Die fachwissenschaftliche Sichtbarkeit wird schließlich durch die verstärkte Einbindung in Forschungsverbünde gesichert und durch eine Reihe von Aktivitäten, die auf die Etablierung neuer Forschungsinfrastrukturen zielen. Ein interessantes Kooperationsprojekt, das im Jahr 2015 gestartet ist, ist das EU geförderte Vorhaben Re-InVEST („Rebuilding an Inclusive, Value‐based Europe of Solidarity and Trust through Social Investments“).

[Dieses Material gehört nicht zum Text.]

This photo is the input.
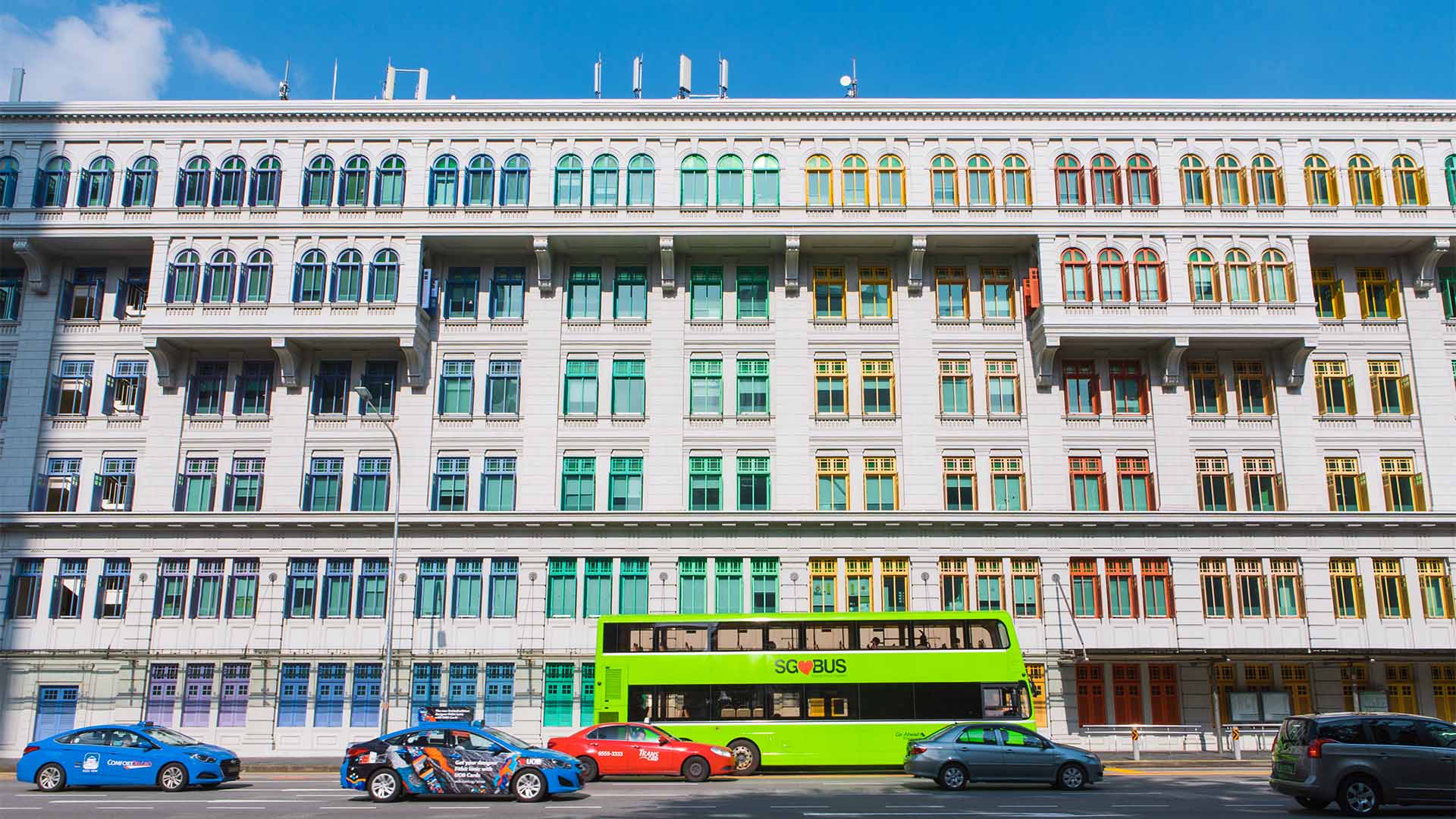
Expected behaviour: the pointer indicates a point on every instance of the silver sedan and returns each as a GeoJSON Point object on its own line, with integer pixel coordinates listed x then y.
{"type": "Point", "coordinates": [1002, 752]}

Dieses Projekt setzt die in den 1990er Jahren gestartete SOFI-Forschung zu den sozialstrukturellen und individuellen Folgen von Arbeitslosigkeit und prekärer Beschäftigung fort. An dem Verbundforschungsprojekt wirken insgesamt 19 Partner aus zwölf europäischen Ländern mit. Ziel des Projekts Re-InVEST ist es, die theoretischen und empirischen Grundlagen des Sozialinvestitionspakets der Europäischen Kommission zu prüfen. Das SOFI-Projekt arbeitet mit qualitativen und quantitativen Methoden. Der qualitative Teil der Studie richtet sich auf   
 
Fragen der Erfahrung sozialer Verwundbarkeit prekärer, sozialpolitikbedürftiger Gruppen. Im ländervergleichenden quantitativen Teil untersucht das SOFI die Wirkung nationaler Politiken auf individuelle Ergebnisse in Bezug auf Beschäftigung, Arbeitsbedingungen und soziale Sicherheit.
 
Mit Blick auf die Forschungsentwicklung des Instituts zeigt sich daher, dass wir es im Berichtsjahr gleichermaßen mit einer verstärkten Regionalisierung der Forschungslinien zu tun haben, indem Fragestellungen in Kooperation mit Verwaltung, bürgerschaftlichen Initiativen und regionalen Unternehmen dezidiert auf ihren lokalen und kommunalen Anwendungsbezug hin geprüft werden. Auf der anderen Seite wird auch die Internationalisierung der SOFI-Forschung erfolgreich weiter geführt - u. a. mit Blick auf Projekte zu Migration und zur Wirkkraft internationaler Arbeitsmärkte.